プロヴァンスの海と土を少し 湘南人草間文彦

再びバッティストーニ。ヴェルディ、ロータ、レスピーギ

 東フィルの6月10日の定期公演に行けないため、この切符を5月16日のサントリーホールでの公演に交換してもらいました。こういうサービスがあるのはとても便利です。

指揮:アンドレア・バッティストーニ
曲目 ヴェルディ/歌劇『ナブッコ』序曲
ニノ・ロータ/組曲『道』
レスピーギ/交響的印象『教会のステンドグラス』

 最初の曲は、久しぶりにバッティのヴェルディ。去年の5月に『シチリア島のゆうべの祈り』の舞曲を聴いて以来。ナブッコは彼が日本にデビューした2012年に二期会で振った演目であり、(先ほどまで"新国立”と誤って記載していました。
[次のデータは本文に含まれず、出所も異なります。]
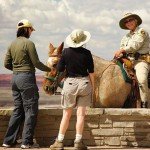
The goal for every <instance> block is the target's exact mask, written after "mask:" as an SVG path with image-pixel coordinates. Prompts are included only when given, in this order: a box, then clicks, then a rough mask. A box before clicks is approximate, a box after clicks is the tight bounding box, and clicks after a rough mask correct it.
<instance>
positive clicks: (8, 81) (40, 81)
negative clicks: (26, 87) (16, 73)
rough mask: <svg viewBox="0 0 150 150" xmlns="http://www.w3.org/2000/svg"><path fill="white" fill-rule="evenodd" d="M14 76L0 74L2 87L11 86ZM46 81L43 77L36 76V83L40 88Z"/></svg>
mask: <svg viewBox="0 0 150 150" xmlns="http://www.w3.org/2000/svg"><path fill="white" fill-rule="evenodd" d="M11 78H12V74H0V87H8V86H11ZM43 80H44V77H43V75H36V82H37V85H38V87H41V85H42V82H43Z"/></svg>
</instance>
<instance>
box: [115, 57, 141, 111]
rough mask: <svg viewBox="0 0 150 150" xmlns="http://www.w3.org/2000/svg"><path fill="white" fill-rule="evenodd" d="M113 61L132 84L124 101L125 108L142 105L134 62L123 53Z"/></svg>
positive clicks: (124, 106) (125, 80) (123, 106)
mask: <svg viewBox="0 0 150 150" xmlns="http://www.w3.org/2000/svg"><path fill="white" fill-rule="evenodd" d="M113 61H114V62H115V63H116V64H117V65H119V67H120V69H121V71H122V75H123V78H124V80H125V82H127V83H129V84H131V91H130V94H129V95H128V97H127V99H126V101H125V103H124V106H123V108H139V107H141V106H140V103H139V101H140V93H139V86H138V81H137V78H136V74H135V70H134V68H133V64H132V62H131V61H130V60H129V59H128V58H127V57H126V55H123V56H122V57H120V58H115V59H114V60H113Z"/></svg>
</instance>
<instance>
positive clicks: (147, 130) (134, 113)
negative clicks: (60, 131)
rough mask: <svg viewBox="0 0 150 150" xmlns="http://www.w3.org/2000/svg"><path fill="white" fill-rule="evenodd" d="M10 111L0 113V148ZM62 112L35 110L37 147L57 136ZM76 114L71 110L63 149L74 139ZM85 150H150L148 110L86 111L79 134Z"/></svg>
mask: <svg viewBox="0 0 150 150" xmlns="http://www.w3.org/2000/svg"><path fill="white" fill-rule="evenodd" d="M11 113H12V110H11V109H0V144H2V140H3V137H4V135H5V132H6V129H7V125H8V122H9V118H10V115H11ZM61 118H62V109H46V108H41V109H40V110H39V115H38V122H37V126H36V130H35V139H36V140H37V142H38V143H39V144H40V145H43V146H49V145H50V144H51V143H53V141H54V139H55V137H56V136H57V134H58V129H59V124H60V121H61ZM75 122H76V110H74V112H73V115H72V118H71V121H70V126H69V129H68V131H67V133H66V136H65V145H68V146H70V145H72V144H73V140H74V137H75ZM83 139H84V143H86V144H87V145H88V146H107V147H124V146H125V147H127V146H131V147H138V146H139V147H140V146H144V147H150V109H111V108H109V109H102V108H90V109H88V110H87V116H86V121H85V128H84V134H83Z"/></svg>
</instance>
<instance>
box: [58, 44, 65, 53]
mask: <svg viewBox="0 0 150 150" xmlns="http://www.w3.org/2000/svg"><path fill="white" fill-rule="evenodd" d="M63 47H64V42H62V43H61V45H60V46H59V47H58V50H57V52H58V54H61V53H62V50H63Z"/></svg>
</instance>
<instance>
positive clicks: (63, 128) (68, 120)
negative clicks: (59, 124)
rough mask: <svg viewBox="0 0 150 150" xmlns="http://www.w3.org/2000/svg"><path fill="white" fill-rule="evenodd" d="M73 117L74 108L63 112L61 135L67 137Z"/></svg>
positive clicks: (60, 130) (59, 133)
mask: <svg viewBox="0 0 150 150" xmlns="http://www.w3.org/2000/svg"><path fill="white" fill-rule="evenodd" d="M71 115H72V108H69V109H65V110H63V117H62V120H61V123H60V128H59V134H63V135H65V133H66V131H67V129H68V126H69V121H70V118H71Z"/></svg>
すみません。)CDにも”Va Pensiero (黄金の翼に乗って)“が入っており、もはや彼の得意演目になっています。最初の金管の響きからして遠くから観客席をめがけて音を飛ばしてくるような緊張感があります。そして、破壊的とも言える”イズマエーレの裏切りのテーマ”にかかるところは、まさにバッティの真骨頂。音が三次元的に洪水のように降りかかってきます。そして、”Va Pensiero”のテーマに戻る時のしっとりとした感じとテンポの切り替え。以前よりもスローになっていると思いますが、彼の熟成を表しているのではないでしょうか。「やっぱりヴェルディはいいなぁ」と思います。この序曲を「雑な曲」という音楽学者もいるそうですが、オペラの構成を凝縮した、実に緻密な序曲だと思います。
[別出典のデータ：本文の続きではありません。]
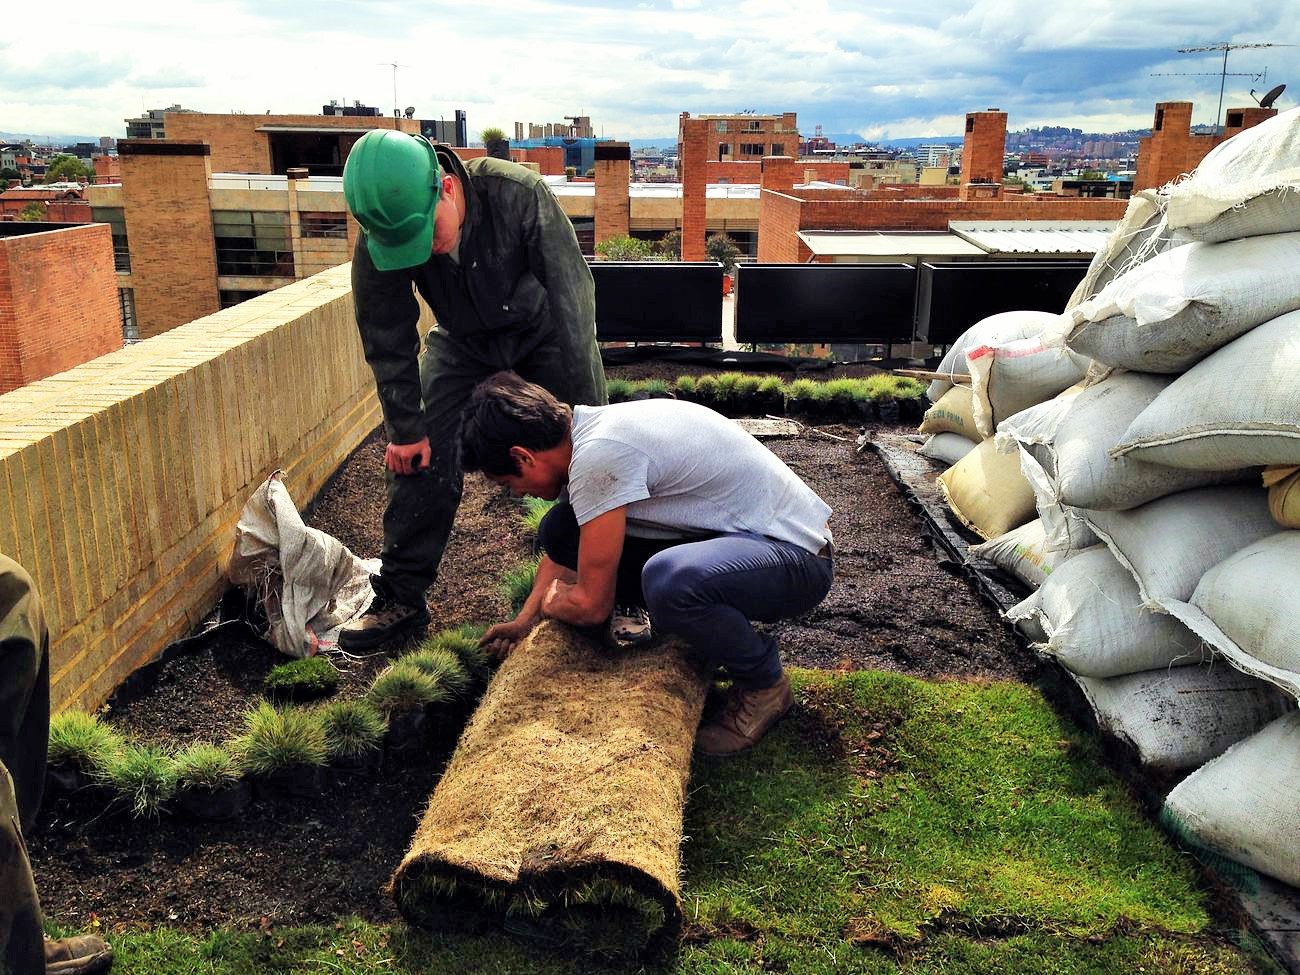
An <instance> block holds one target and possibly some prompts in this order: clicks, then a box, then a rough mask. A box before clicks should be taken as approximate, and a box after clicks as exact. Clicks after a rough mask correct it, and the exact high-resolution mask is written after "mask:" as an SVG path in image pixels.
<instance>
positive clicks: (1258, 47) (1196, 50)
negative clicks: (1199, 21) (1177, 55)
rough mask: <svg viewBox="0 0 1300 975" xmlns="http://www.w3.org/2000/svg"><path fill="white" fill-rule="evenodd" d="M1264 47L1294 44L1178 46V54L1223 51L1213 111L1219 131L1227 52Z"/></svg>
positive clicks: (1226, 68) (1215, 119)
mask: <svg viewBox="0 0 1300 975" xmlns="http://www.w3.org/2000/svg"><path fill="white" fill-rule="evenodd" d="M1265 47H1295V44H1273V43H1262V44H1232V43H1230V42H1226V40H1225V42H1222V43H1219V44H1204V45H1201V47H1180V48H1178V53H1180V55H1204V53H1209V52H1210V51H1222V52H1223V70H1221V72H1218V75H1219V107H1218V110H1216V113H1214V127H1216V129H1218V130H1219V133H1222V131H1223V126H1222V125H1219V118H1222V117H1223V86H1225V83H1226V82H1227V56H1229V52H1231V51H1244V49H1247V48H1249V49H1255V48H1265Z"/></svg>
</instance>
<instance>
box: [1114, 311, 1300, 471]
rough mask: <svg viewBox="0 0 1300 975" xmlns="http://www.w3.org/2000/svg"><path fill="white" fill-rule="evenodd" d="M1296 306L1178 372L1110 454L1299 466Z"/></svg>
mask: <svg viewBox="0 0 1300 975" xmlns="http://www.w3.org/2000/svg"><path fill="white" fill-rule="evenodd" d="M1297 377H1300V311H1296V312H1288V313H1287V315H1283V316H1281V317H1278V318H1274V320H1273V321H1269V322H1265V324H1264V325H1260V326H1258V328H1257V329H1255V330H1253V331H1249V333H1247V334H1245V335H1242V338H1239V339H1236V341H1235V342H1232V343H1230V344H1227V346H1225V347H1223V348H1221V350H1219V351H1217V352H1214V355H1212V356H1209V357H1208V359H1205V360H1203V361H1200V363H1197V364H1196V365H1193V367H1192V368H1191V370H1188V372H1187V373H1184V374H1183V376H1179V377H1178V378H1177V380H1175V381H1174V383H1173V385H1171V386H1170V387H1169V389H1166V390H1165V391H1164V393H1161V394H1160V395H1158V396H1156V399H1154V400H1153V402H1152V404H1151V406H1149V407H1147V408H1145V409H1144V411H1143V412H1141V413H1139V415H1138V417H1136V419H1135V420H1134V421H1132V424H1130V426H1128V429H1127V430H1125V435H1123V437H1122V438H1121V442H1119V443H1118V445H1117V446H1115V448H1114V451H1113V452H1114V455H1115V456H1123V455H1126V454H1132V455H1134V456H1136V458H1138V459H1139V460H1147V461H1151V463H1156V464H1167V465H1170V467H1183V468H1188V469H1192V471H1232V469H1238V468H1243V467H1256V465H1260V467H1273V465H1294V464H1300V382H1297V381H1296V378H1297Z"/></svg>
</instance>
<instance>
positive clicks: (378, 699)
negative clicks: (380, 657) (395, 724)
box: [365, 660, 451, 714]
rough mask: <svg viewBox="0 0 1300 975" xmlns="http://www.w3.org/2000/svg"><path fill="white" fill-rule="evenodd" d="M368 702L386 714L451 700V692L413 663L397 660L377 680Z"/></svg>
mask: <svg viewBox="0 0 1300 975" xmlns="http://www.w3.org/2000/svg"><path fill="white" fill-rule="evenodd" d="M365 699H367V701H369V702H370V703H372V705H374V706H376V707H377V708H380V710H381V711H383V712H386V714H393V712H394V711H404V710H407V708H412V707H424V706H425V705H441V703H446V702H447V701H450V699H451V692H450V690H447V688H445V686H442V685H439V684H438V681H437V680H435V679H433V677H430V676H429V675H428V673H425V672H424V671H421V669H420V668H419V667H416V666H415V664H412V663H408V662H406V660H398V662H396V663H394V664H390V666H389V667H386V668H385V669H383V671H382V672H381V673H380V676H377V677H376V679H374V682H373V684H372V685H370V689H369V690H368V692H367V694H365Z"/></svg>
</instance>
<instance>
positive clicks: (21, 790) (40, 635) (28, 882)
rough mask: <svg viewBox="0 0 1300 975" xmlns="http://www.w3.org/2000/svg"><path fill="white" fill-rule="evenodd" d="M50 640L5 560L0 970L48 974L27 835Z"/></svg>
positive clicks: (33, 803) (7, 562)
 ナブッコ序曲は10分足らずで終わり、2曲目は、ニーノ・ロータの『道』のバレエ組曲。フェリーニの映画は「ローマ」と「道」しか見ていませんが、「道」でのアンソニー・クインがトランペットで吹く(たしか吹いていたと思います。)主題曲、そしてキュートなジェルソミーナの印象が白黒で頭に焼き付いています。このバレエ組曲では、主題のテーマは不協和音の中から頭を持ち上げるように出て来ますが、何か不思議で悲しい印象。全体に映画のサントラのようなセンチメンタルな流れは少なく、サーカス団の賑わいや、ザンパノとジェルソミーナの狂気的な部分が音にされて、実に興味深い音楽でした。バッティの指揮はその魅力を120%引き出してくれています。ニーノ・ロータ、エンリオ・モリコーネの音楽はヴェルディ、プッチーニ、そしてヴェリズモの作曲家の流れを組んでいるなぁと思ったしだい。。。。感心しているうちに30分が過ぎました。
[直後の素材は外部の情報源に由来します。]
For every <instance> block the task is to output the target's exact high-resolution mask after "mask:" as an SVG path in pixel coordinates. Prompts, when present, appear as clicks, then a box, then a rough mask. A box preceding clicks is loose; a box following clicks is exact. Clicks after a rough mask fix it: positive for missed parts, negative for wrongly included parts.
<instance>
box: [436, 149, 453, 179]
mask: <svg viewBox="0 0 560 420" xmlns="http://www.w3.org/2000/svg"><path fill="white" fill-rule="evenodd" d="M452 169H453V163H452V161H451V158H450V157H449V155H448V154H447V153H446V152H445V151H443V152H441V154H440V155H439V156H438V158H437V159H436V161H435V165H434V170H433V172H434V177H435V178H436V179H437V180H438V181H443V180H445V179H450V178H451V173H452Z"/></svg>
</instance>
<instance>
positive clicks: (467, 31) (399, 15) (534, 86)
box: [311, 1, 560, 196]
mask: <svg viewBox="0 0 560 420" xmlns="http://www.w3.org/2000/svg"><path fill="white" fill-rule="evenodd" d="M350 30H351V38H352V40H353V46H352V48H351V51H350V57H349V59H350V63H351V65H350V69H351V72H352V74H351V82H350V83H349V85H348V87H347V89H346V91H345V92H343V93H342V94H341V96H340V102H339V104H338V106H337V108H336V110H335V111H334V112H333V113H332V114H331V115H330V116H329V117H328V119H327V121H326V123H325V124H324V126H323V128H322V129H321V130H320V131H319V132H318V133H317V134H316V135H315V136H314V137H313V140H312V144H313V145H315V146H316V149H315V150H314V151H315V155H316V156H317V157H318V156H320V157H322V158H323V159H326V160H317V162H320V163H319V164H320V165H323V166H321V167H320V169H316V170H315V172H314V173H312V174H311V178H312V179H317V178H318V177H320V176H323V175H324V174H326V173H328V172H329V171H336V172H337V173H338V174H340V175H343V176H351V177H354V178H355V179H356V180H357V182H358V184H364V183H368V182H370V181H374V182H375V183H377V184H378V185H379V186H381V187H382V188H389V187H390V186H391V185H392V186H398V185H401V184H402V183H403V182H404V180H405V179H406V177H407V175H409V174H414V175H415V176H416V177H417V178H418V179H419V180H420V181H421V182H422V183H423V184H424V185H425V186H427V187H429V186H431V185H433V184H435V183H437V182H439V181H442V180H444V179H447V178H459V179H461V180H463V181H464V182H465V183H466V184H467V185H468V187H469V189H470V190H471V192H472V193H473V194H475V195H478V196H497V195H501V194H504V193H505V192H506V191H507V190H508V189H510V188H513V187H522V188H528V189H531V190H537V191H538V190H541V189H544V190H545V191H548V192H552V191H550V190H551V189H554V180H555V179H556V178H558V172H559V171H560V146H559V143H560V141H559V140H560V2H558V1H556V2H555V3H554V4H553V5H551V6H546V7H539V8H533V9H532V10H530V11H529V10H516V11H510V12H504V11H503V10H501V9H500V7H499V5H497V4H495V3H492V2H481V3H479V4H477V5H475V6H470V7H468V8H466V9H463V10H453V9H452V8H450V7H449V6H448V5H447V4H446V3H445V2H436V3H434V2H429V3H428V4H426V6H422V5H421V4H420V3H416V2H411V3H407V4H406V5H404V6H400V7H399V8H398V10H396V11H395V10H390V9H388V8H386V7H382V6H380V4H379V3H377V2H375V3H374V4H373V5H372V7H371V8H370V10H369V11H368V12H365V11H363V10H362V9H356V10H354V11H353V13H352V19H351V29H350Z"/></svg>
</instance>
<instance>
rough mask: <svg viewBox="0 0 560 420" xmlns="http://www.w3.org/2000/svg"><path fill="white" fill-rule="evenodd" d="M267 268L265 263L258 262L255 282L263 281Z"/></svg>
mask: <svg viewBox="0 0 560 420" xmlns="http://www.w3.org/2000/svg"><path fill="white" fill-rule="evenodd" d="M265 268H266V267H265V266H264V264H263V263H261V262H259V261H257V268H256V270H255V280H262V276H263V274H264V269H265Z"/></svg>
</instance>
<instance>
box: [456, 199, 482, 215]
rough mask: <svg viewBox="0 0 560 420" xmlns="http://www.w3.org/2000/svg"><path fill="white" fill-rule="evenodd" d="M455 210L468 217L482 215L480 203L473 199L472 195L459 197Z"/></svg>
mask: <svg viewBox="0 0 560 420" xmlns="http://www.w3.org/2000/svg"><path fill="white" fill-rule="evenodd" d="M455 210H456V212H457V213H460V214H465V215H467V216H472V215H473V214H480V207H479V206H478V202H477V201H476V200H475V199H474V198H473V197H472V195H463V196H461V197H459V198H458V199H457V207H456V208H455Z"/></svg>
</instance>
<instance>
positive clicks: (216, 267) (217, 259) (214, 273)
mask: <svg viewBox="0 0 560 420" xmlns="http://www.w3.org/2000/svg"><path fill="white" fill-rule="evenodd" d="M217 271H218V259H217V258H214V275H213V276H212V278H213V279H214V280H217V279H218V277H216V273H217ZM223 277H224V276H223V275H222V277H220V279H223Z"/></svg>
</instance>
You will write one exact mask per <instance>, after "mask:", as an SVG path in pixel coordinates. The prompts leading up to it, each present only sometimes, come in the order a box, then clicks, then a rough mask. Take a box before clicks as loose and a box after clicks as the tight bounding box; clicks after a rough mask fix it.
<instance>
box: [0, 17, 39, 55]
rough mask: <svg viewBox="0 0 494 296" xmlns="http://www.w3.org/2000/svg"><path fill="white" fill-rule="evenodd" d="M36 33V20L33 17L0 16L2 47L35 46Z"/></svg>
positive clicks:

 そして、最後がこれも初めて聴くレスピーギの「協会のステンドグラス」。もはや、レスピーギと言えばバッティストーニという感じのここ数年のクラシック界。期待通り、いやそれ以上でした。曲のタイトルのように、色彩が散りばめられたこの曲、バッティはその色彩のひとつひとつを水晶の柱を伸ばすように立体的に指揮していきます。この曲自体はグレゴリオ聖歌の影響を受けているようですが、僕には先日ニースで見たシャガールのステンドグラスが思い出されました。最終章にパイプオルガンが鳴り響くところは圧巻でした。レスピーギは、バロックも良く勉強していたそうですね。この「協会のステンドグラス」の8年前の1917年には『リュートのための古風な舞曲とアリア』という僕の好きな曲を書いていますが、これはまた全く違う作風。

https://www.youtube.com/watch?v=S27LDn5pBgs

さらに昨日はアンコールがあったのです。マスカーニのカヴァレリア・ルスカティーナの間奏曲。CDに入っているのを聴いたときには、ちょっと曲の流れがガクガクしている印象があったのですが、だいぶ手慣れた感じになっていて良かったです。弦が分厚い感じ。まあ、これは曲がいいですからね、アンコールでやると大拍手になるのは当然でしょう。この秋にはマスカーニのオペラ"イリス”を演奏会形式で振るので、そのことと関連づけてのアンコールだと英語で言っていました。

16日のバッティストーニ、大満足でした。先日のブラームスもとても良かったですが、やはり個人的にはバッティストーニにはイタリア物、それもヴェルディを振ってほしいです。ルイーザ・ミラーやファルスタッフなど、イタリアで振った作品を日本でもやってほしいですね。